Edebiyat ortamımıza baktığınızda ne gibi sorunlar ve eksiklikler görüyorsunuz?

En büyük sorunun yayın dünyası ile ilgili olduğunu düşünüyorum. Hem piyasaya çıkacak kitapların eleme süreci hem yayımlanması gereken kitapların yerine çeviri üzerinden yayıncılık yapılıyor olması bir sorun. Kitapçı gezmeyi çok severim. Neredeyse tüm kentlerin en bilinen kitapçılarına, sahaflarına uğradığımızda, bizi nerdeyse tamamen çeviri ağırlıklı yeni kitaplar, yine çeviri ağırlıklı eski tarihli yayınların yanına sıkışmış iki metrelik Türkçe edebiyat stantları karşılıyor. O stantların çoğunu da çok satanlar oluşturuyor.
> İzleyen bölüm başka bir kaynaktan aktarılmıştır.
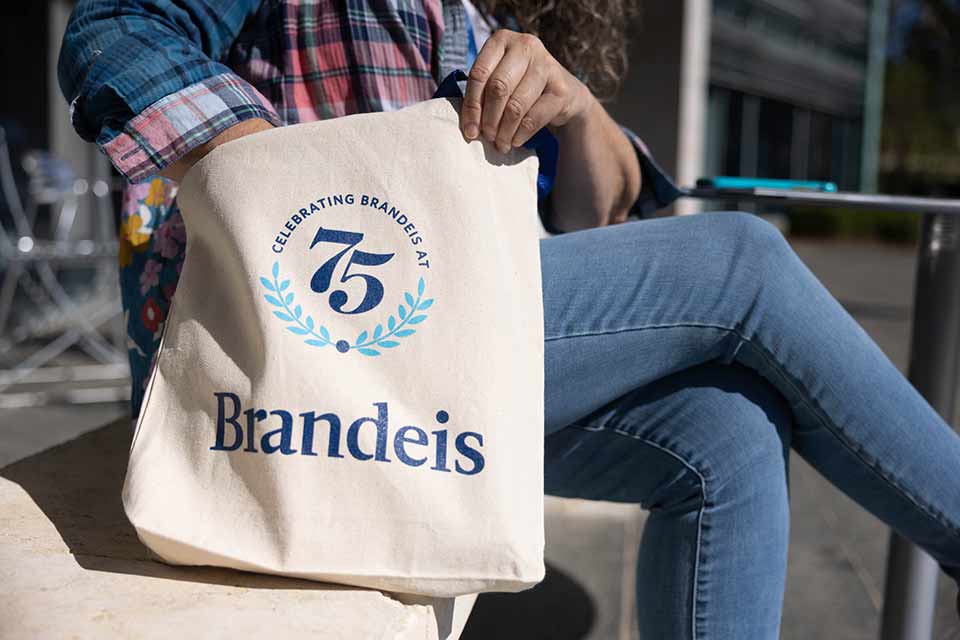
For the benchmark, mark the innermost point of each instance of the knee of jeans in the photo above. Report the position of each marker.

Ben yıl içinde kendi araştırma ve tercihlerimle okuduğum neredeyse hiçbir kitabı o stantlarda göremiyorum. Sadece kitapçılarda değil, butik bir yayıneviyle çalışıyorsanız kitabınızın internette de görünür olması kolay değil. İlk kitapları büyük yayınevlerinde yayımlamak neredeyse imkânsız, butik yayınevlerinin dağıtım ağları ise ortada. Bu durum yazarın eline kitabını alıp o sosyal medya senin, bu arkadaş grubu benim diyerek dolaşmasına neden oluyor. Bir çözüm var mı? Umarım, yeni yıl tüm yayın emekçileriyle birlikte yazar ve çevirmenlerin de haklarını alabildikleri bir yıl olur.